This weekend has sucked.
Friday, my day off, I wanted to relax and have fun and hang out with my friends. Wanted to go to pirate fest but didn’t want to go alone, so I didn’t. Made plans to go Saturday. More or less is what happened, just ended on a more negative note in my end because mental illness is a bitch.
Saturday
Was hoping to go to pirate fest, go to work, get off and go to the bar to hang out with other friends as well as get my 20 informants for ethnography assignment 6. (It’s due fucking Friday and I work 4 days this upcoming week.) with a large portion of the assignment done and hopefully me a little tipsy I was hoping to go home and sleep with my boyfriend.
None of that happened.
Did not go to pirate fest. I went to work and then went to a low energy kickback with friends instead of the bar. Couldn’t drink because I had to drive. Couldn’t really participate in most conversations. Listened to rap music which only seemed to lower the energy. Jimmie managed to get me out of my super grumpy state into a more relaxed only slightly bitchyness (saying we would do something together on Sunday, spend some boyfriend/girlfriend time) when they decided to put on rick and morty.
Which sent me back to square ducking one. Easily one of the worst shows I’ve seen.

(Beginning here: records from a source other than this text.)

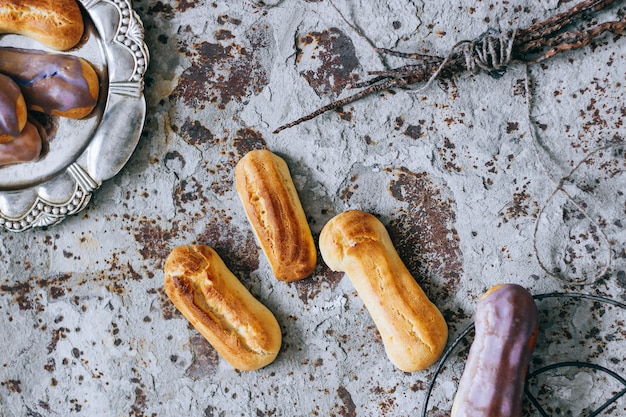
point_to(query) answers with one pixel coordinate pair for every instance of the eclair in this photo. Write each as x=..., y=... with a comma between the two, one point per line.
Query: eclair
x=273, y=208
x=413, y=330
x=26, y=147
x=52, y=83
x=57, y=24
x=241, y=329
x=13, y=113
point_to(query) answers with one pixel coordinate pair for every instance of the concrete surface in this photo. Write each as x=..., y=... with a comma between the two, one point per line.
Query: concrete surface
x=466, y=175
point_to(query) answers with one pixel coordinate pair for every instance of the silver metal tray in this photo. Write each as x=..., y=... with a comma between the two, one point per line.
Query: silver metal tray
x=83, y=153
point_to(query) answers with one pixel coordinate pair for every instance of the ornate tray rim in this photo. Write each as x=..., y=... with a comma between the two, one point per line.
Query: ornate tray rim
x=124, y=85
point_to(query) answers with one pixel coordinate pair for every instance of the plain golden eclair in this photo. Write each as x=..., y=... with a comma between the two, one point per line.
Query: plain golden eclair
x=57, y=24
x=241, y=329
x=275, y=213
x=413, y=330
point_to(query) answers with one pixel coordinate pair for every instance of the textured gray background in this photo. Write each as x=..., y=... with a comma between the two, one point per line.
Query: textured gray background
x=461, y=173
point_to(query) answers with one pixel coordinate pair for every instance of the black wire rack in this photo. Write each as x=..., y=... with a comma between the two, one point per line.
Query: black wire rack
x=592, y=351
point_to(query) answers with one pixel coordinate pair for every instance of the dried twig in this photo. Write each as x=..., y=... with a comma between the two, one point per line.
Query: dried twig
x=491, y=53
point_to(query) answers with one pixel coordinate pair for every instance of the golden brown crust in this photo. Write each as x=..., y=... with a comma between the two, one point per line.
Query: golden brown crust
x=57, y=24
x=241, y=329
x=412, y=328
x=273, y=208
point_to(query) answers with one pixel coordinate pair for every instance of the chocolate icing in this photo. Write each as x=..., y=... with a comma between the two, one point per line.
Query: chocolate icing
x=9, y=93
x=52, y=83
x=24, y=148
x=493, y=380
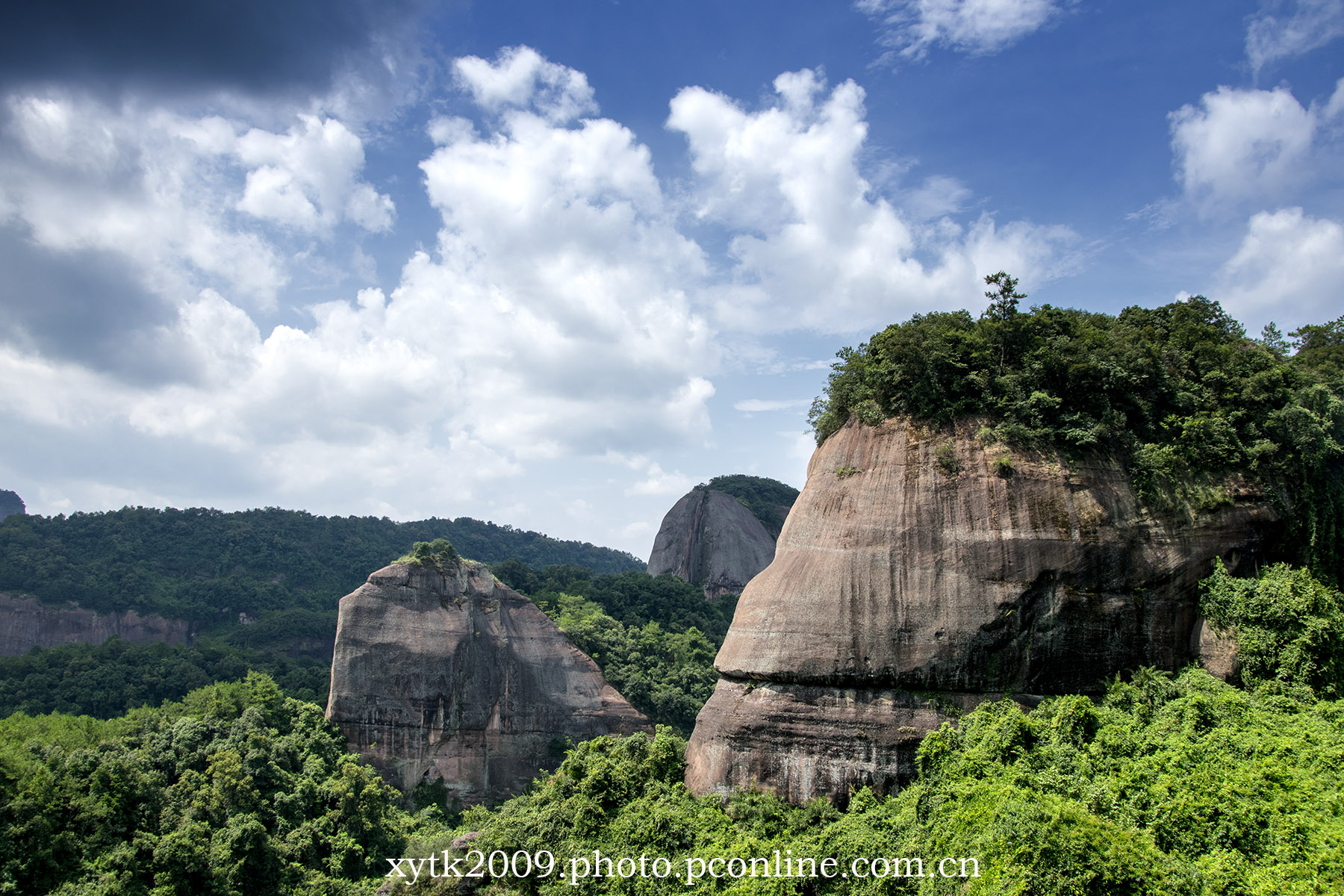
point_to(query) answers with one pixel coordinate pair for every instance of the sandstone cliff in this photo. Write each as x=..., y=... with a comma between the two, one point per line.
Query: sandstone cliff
x=456, y=677
x=912, y=578
x=26, y=623
x=10, y=504
x=710, y=539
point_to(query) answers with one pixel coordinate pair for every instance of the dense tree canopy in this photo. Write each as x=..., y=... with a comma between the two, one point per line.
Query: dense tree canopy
x=195, y=563
x=1183, y=786
x=234, y=791
x=1179, y=391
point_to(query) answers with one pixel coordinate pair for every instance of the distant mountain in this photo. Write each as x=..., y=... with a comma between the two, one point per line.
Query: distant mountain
x=208, y=564
x=10, y=504
x=722, y=534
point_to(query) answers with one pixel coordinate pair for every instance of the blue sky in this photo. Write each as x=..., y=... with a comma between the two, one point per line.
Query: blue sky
x=551, y=264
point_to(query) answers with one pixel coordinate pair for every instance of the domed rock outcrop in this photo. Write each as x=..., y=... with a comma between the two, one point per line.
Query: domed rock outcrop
x=457, y=677
x=712, y=539
x=915, y=576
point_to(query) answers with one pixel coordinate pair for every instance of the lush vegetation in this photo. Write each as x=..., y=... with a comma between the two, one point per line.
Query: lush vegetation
x=769, y=500
x=282, y=571
x=668, y=676
x=1289, y=628
x=1169, y=786
x=113, y=677
x=233, y=791
x=653, y=637
x=208, y=564
x=1180, y=393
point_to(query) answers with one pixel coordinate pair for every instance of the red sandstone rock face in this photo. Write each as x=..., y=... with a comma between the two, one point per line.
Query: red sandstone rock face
x=909, y=564
x=460, y=679
x=26, y=623
x=712, y=539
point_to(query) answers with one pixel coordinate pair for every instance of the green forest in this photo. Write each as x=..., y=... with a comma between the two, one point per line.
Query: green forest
x=202, y=564
x=769, y=500
x=1169, y=785
x=287, y=570
x=210, y=770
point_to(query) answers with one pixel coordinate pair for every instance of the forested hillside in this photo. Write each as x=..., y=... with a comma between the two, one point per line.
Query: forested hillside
x=285, y=570
x=234, y=790
x=1179, y=391
x=198, y=563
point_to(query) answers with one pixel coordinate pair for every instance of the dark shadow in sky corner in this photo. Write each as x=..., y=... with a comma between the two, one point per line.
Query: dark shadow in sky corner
x=87, y=308
x=258, y=47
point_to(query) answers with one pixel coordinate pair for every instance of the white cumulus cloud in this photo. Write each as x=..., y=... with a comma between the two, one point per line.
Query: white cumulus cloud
x=520, y=78
x=816, y=247
x=1289, y=269
x=1241, y=144
x=912, y=27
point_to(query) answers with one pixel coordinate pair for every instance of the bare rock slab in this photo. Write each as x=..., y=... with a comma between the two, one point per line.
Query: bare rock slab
x=455, y=676
x=712, y=539
x=914, y=575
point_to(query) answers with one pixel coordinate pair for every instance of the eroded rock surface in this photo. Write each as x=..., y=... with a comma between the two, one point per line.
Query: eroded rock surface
x=709, y=538
x=457, y=677
x=26, y=623
x=910, y=575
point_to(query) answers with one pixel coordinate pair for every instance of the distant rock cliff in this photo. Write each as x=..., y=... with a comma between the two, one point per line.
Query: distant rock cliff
x=456, y=677
x=712, y=539
x=26, y=623
x=10, y=504
x=914, y=576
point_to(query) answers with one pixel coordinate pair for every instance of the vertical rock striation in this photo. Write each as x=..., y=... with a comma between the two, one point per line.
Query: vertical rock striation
x=710, y=539
x=26, y=623
x=453, y=676
x=910, y=578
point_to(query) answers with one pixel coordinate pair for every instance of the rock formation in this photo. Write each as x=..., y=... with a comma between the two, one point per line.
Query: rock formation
x=712, y=539
x=26, y=623
x=453, y=676
x=10, y=504
x=915, y=575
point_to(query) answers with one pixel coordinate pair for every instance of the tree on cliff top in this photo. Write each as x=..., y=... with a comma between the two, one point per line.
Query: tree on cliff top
x=1179, y=393
x=437, y=554
x=769, y=500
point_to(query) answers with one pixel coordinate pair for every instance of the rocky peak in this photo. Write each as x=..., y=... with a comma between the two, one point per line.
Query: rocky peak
x=10, y=504
x=448, y=675
x=712, y=539
x=918, y=571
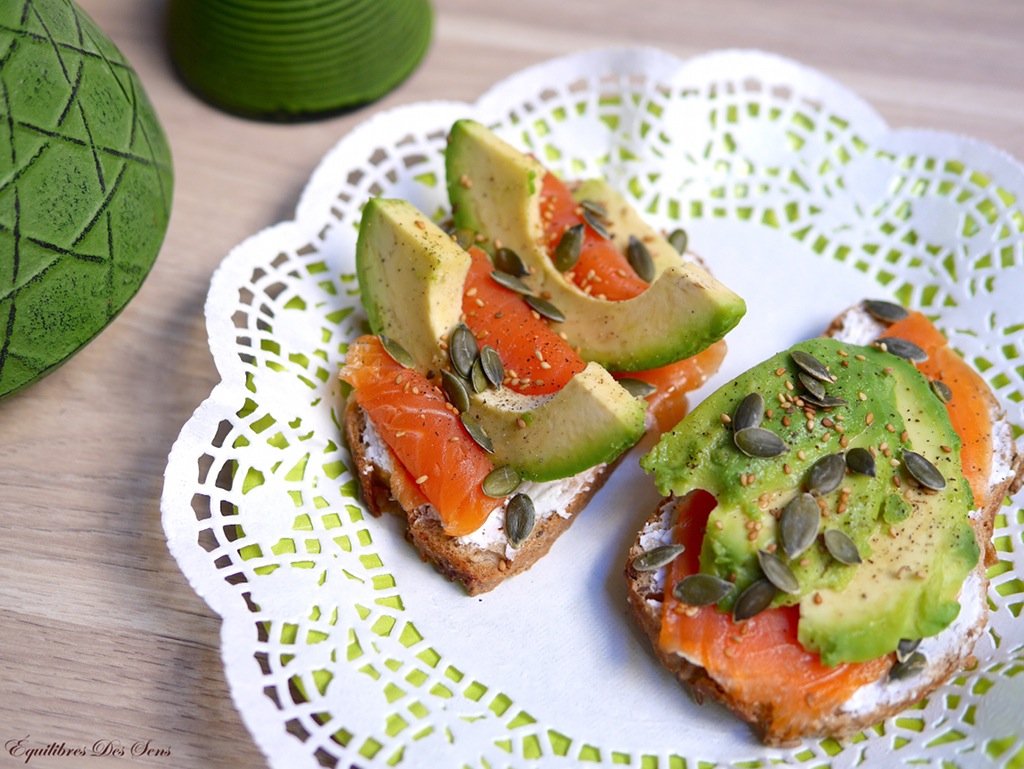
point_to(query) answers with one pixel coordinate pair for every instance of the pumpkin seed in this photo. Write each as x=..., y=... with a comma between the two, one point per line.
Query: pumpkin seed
x=594, y=207
x=701, y=590
x=812, y=385
x=507, y=260
x=637, y=387
x=887, y=312
x=902, y=348
x=750, y=412
x=906, y=647
x=567, y=251
x=476, y=431
x=798, y=525
x=477, y=378
x=941, y=389
x=841, y=547
x=679, y=240
x=653, y=559
x=755, y=599
x=519, y=519
x=757, y=441
x=456, y=390
x=464, y=237
x=546, y=308
x=398, y=353
x=908, y=668
x=923, y=471
x=596, y=223
x=826, y=474
x=812, y=366
x=494, y=370
x=463, y=350
x=511, y=282
x=640, y=259
x=777, y=572
x=860, y=461
x=501, y=481
x=828, y=401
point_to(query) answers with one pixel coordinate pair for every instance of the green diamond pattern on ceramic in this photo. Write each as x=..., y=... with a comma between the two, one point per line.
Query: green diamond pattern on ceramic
x=337, y=635
x=85, y=185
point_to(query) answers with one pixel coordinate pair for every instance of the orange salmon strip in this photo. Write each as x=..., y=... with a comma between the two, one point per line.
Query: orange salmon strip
x=968, y=408
x=601, y=270
x=760, y=659
x=425, y=434
x=537, y=360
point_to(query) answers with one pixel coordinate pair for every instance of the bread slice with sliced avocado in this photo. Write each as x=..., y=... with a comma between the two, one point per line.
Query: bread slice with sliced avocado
x=818, y=561
x=556, y=447
x=497, y=196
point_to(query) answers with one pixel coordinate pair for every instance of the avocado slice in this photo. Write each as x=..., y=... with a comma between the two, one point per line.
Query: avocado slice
x=916, y=546
x=411, y=278
x=592, y=420
x=412, y=275
x=495, y=191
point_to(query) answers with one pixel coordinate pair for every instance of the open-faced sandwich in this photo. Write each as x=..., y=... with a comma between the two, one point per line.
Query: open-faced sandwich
x=818, y=561
x=499, y=387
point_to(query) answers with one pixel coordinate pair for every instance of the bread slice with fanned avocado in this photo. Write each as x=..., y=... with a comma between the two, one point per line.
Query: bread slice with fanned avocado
x=833, y=573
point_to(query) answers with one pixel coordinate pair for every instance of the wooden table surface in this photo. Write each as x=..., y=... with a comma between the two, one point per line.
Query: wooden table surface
x=100, y=636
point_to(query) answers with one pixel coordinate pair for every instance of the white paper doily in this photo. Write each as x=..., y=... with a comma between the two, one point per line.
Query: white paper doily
x=343, y=649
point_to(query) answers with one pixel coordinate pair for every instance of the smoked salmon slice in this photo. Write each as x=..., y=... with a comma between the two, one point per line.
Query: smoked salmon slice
x=759, y=659
x=601, y=269
x=425, y=434
x=537, y=360
x=968, y=408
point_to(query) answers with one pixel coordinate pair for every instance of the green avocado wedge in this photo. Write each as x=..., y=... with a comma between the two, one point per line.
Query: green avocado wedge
x=412, y=276
x=495, y=191
x=86, y=188
x=411, y=279
x=913, y=545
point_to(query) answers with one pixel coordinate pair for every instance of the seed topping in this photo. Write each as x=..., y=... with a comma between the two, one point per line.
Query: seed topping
x=757, y=441
x=640, y=259
x=519, y=518
x=798, y=524
x=567, y=251
x=923, y=471
x=396, y=352
x=655, y=558
x=501, y=481
x=701, y=590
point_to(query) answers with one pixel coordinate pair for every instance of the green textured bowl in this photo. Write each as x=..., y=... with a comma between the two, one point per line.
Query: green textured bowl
x=300, y=59
x=86, y=182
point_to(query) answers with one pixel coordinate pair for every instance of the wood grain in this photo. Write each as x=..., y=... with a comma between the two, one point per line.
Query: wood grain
x=100, y=636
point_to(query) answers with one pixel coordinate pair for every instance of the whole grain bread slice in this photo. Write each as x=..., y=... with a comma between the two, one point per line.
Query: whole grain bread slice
x=948, y=652
x=479, y=563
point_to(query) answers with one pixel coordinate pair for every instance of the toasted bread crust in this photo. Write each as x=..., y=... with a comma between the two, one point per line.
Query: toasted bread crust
x=645, y=596
x=478, y=569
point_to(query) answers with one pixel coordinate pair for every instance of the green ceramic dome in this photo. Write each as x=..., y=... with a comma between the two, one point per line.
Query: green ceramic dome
x=85, y=185
x=296, y=59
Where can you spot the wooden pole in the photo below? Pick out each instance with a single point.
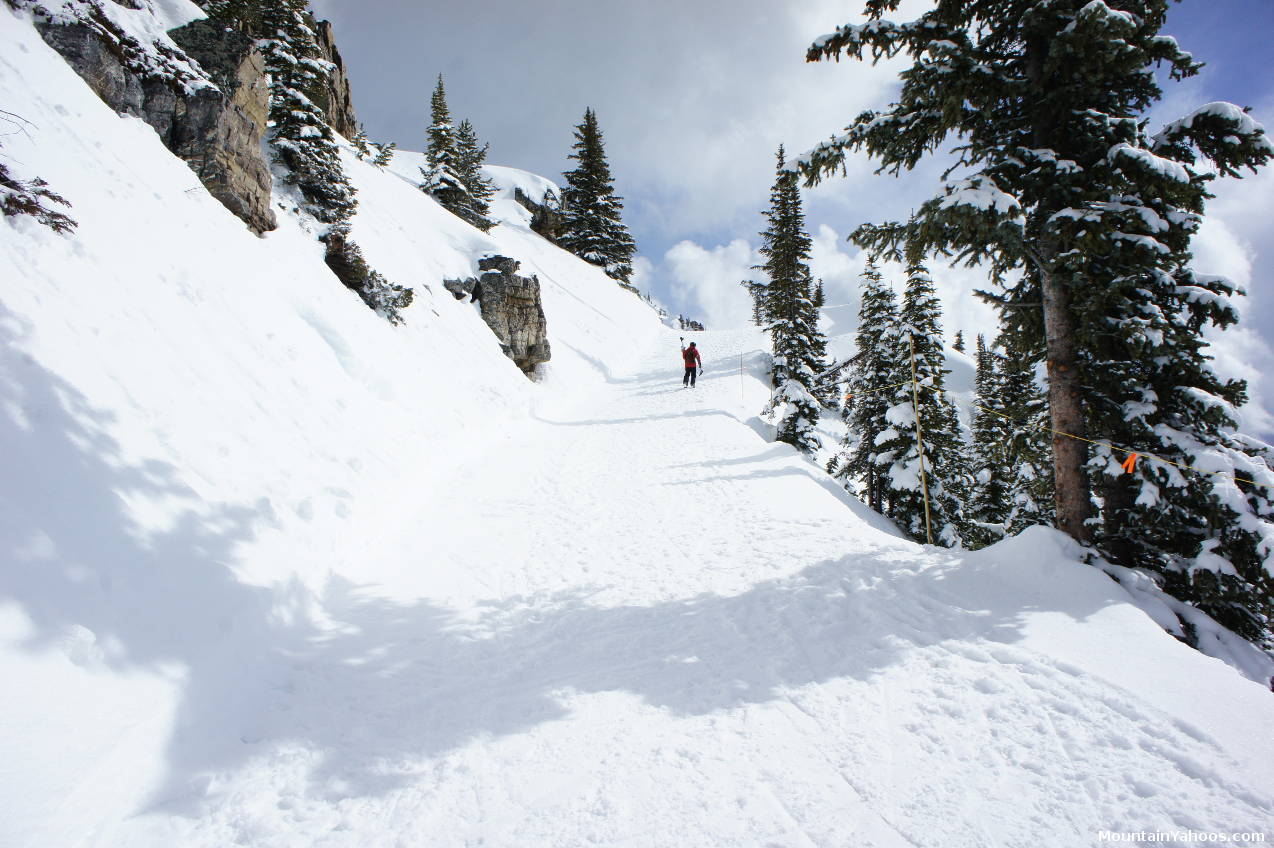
(920, 438)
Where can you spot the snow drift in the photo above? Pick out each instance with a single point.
(274, 572)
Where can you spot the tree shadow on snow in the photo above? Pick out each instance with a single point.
(380, 686)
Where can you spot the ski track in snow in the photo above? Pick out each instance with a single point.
(280, 576)
(655, 628)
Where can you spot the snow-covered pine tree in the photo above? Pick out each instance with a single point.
(593, 226)
(384, 153)
(441, 177)
(243, 15)
(469, 162)
(945, 453)
(874, 367)
(1028, 455)
(799, 346)
(33, 197)
(300, 136)
(345, 260)
(362, 147)
(989, 499)
(1063, 182)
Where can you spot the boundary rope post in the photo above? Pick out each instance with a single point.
(920, 438)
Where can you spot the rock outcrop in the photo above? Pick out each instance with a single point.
(545, 217)
(511, 307)
(215, 129)
(223, 141)
(339, 105)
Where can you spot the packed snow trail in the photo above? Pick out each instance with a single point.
(638, 623)
(275, 573)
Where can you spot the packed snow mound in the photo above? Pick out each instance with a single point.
(535, 187)
(274, 572)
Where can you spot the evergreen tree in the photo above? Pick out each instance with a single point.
(345, 260)
(874, 368)
(441, 178)
(945, 461)
(384, 153)
(1028, 456)
(243, 15)
(362, 147)
(593, 227)
(301, 139)
(799, 348)
(1063, 182)
(469, 162)
(993, 432)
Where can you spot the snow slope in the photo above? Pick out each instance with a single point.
(277, 573)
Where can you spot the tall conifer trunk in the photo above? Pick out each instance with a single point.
(1065, 410)
(1065, 388)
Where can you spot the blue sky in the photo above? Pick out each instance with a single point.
(694, 98)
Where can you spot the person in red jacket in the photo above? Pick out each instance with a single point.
(691, 357)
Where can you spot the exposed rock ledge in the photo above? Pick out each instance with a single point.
(511, 307)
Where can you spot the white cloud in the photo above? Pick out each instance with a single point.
(1241, 350)
(706, 282)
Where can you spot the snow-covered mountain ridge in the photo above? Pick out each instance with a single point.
(274, 572)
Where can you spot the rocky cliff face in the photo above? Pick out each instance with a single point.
(224, 148)
(511, 307)
(545, 217)
(215, 129)
(339, 106)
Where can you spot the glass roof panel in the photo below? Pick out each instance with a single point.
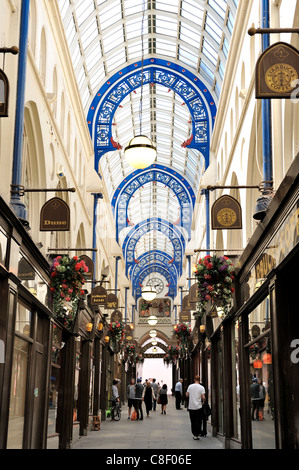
(105, 36)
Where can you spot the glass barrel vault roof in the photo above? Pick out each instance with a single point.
(105, 36)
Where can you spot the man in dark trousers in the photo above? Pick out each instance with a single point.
(178, 394)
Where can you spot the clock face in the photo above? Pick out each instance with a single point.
(226, 217)
(280, 77)
(157, 283)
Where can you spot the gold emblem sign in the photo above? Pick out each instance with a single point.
(279, 78)
(226, 214)
(277, 71)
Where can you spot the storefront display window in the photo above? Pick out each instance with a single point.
(236, 381)
(261, 378)
(23, 319)
(54, 379)
(3, 247)
(18, 395)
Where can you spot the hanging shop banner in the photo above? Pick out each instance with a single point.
(98, 296)
(89, 264)
(116, 315)
(186, 303)
(25, 270)
(185, 316)
(55, 216)
(226, 214)
(277, 71)
(193, 294)
(4, 93)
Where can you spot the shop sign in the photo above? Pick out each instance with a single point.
(193, 294)
(186, 303)
(116, 316)
(55, 216)
(184, 316)
(25, 271)
(112, 301)
(98, 296)
(277, 71)
(279, 246)
(226, 214)
(89, 263)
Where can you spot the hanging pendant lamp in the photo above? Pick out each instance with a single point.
(148, 293)
(140, 152)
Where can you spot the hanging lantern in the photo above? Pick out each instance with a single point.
(267, 358)
(152, 320)
(148, 293)
(257, 364)
(140, 152)
(153, 333)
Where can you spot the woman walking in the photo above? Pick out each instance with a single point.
(163, 399)
(148, 397)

So we go back to jimmies but I’m tired and in a shit mood again, so sex was one of the last things I wanted. We ducked around on our phones and then tried to sleep. I say try because his asshole neighbor was playing music the entire night (she finally cut it off around 12:45pm Sunday). Didn’t seem to bother Jimmie; he just played an audio of a space short story and fell asleep. I tossed and turned, got up walked around, drank some water, tried to sleep again... I was debating leaving and going home so that I could maybe get some sleep, but passed out. So I don’t know what time I fell asleep... sometime between 4-6.
Sunday:
I wake up at 11 with jimmies alarm with a pounding headache courtesy of his asshole neighbor. I’m in a shit mood because no sleep and I’m starving. I can’t go back to sleep because asshole neighbor, who’s musics’ beat is literally causing me physical pain. Jimmie gives me something for the headache and we dick around on our phones for a bit. He goes back to sleep and I continue to dick around after I realize there’s no fucking way I can sleep. I run out of things to do on my phone so I kiss him goodbye and go home.
He’s got 4 hours worth of homework to do after he wakes up and I have a pile of it as well. Still in a shit ducking mood but at least I’m in a bad mood with my cats and can maybe channel it into work. I'll message him in a few hours to see if he still wants to do something.
This weekend just ducking sucked.
*** edit
checked in. its after 4:30 and idk if he has even started. I guess we aren't going to be doing anything. gods above this weekend has sucked.